From left: Phill Robinson, Bryan Vasquez and Bryan Baxley

Robinson concurs, saying, “The fills and wedges help keep up the energy onstage. When we started doing bigger shows three or four years ago, we built a ‘T’ out to the audience, and it was simply not possible to carefully watch both the band and Kenny while Kenny was out on the T. That’s why we split up the monitor mixes. When Kenny’s in front of the proscenium in the sound field of a 60-cabinet P.A. system we have to make sure that the energy stays the same and that there’s no feedback. The start of the show is a little nerve-wracking because Kenny flies in from front of house on a rig that puts him 12 feet above the crowd, directly in front of the P.A. With a giant P.A. that can fill a stadium, it gets interesting some days to make it loud enough without feedback.”

“As Kenny flies around,” Vasquez adds, “I’ll pan his vocal very slightly to the left as he is in front of the right side of the P.A. and vice versa. After working with Kenny for 12 years, I’m able to kind of anticipate problems before they happen.”

photo of Kenny Chesney

Chesney’s vocal microphone is a Shure Axient AXT200 wireless transmitter with a KSM9HS capsule, set to hypercardioid.

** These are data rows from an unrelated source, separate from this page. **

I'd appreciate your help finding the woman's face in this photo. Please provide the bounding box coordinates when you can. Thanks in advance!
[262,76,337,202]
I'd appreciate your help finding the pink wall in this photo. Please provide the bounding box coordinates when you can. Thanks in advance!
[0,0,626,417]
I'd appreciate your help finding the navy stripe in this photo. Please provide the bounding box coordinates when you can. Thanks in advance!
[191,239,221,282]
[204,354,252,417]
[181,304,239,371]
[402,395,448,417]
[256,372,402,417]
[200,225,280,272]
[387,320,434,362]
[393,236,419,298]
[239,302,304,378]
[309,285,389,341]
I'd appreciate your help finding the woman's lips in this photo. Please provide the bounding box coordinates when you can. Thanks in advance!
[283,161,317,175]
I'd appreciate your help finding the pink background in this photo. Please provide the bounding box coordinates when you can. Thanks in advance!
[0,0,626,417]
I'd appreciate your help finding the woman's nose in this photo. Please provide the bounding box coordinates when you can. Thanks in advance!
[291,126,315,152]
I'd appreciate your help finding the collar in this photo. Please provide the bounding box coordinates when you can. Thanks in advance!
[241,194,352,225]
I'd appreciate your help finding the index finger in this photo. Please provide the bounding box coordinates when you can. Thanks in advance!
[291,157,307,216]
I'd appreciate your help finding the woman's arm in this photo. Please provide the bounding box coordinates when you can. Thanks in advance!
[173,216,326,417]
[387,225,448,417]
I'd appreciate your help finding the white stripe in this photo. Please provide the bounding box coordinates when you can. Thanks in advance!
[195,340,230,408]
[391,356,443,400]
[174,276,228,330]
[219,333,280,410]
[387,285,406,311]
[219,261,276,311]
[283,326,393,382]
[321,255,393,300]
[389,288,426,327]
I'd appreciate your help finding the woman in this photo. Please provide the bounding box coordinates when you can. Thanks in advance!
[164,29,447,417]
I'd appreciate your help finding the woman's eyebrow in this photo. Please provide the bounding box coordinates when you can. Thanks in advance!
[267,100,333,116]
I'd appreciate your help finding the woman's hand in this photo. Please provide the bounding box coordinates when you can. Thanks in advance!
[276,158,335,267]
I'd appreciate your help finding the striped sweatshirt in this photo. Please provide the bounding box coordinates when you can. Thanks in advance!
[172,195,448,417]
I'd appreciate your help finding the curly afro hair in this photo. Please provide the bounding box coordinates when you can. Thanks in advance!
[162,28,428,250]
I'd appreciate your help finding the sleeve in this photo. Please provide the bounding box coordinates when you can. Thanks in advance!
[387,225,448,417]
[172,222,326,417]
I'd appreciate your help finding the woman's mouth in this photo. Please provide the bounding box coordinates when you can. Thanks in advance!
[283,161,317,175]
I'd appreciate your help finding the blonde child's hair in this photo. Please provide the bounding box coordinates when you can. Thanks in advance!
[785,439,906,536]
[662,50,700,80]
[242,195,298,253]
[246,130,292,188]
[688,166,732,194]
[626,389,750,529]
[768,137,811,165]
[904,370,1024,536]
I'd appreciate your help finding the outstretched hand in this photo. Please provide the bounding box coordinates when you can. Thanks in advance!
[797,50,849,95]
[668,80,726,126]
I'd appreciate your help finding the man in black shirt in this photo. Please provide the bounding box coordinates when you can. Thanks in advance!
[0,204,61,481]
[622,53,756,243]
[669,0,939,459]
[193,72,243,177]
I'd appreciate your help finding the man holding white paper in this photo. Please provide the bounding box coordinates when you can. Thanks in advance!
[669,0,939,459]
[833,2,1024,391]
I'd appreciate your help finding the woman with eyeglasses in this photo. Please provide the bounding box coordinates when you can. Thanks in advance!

According to Vasquez, “Kenny likes to cup his hand around the capsule of his vocal microphone. The amazing thing about this Shure is you don’t get that change in tonality, or the feedback, that you get with other microphones when cupped. There’s no outboard processing whatsoever—I just use the preamp in the Pro9, and I try to use as little compression as possible so I can let it breathe.”

It may come as a bit of a surprise that all three engineers use minimal processing, almost all of which is onboard the Pro9s. Baxley says that he uses one of the Pro9’s onboard Klark Teknik reverbs in an unconventional manner for the top snare drum microphone: “You know how you can dial in the LF or HF on the reverb? We’re actually using that on the snare top mic to get a little bit more 250 Hz out of the snare—we’re doing it with the reverb, not the EQ. I have the reverb inserted on that channel and I use the dry/wet mix to make sure that the level of the snare is the same whether the insert is in or out. It sounds crazy that I am using a time-based processor on an insert, but it works.”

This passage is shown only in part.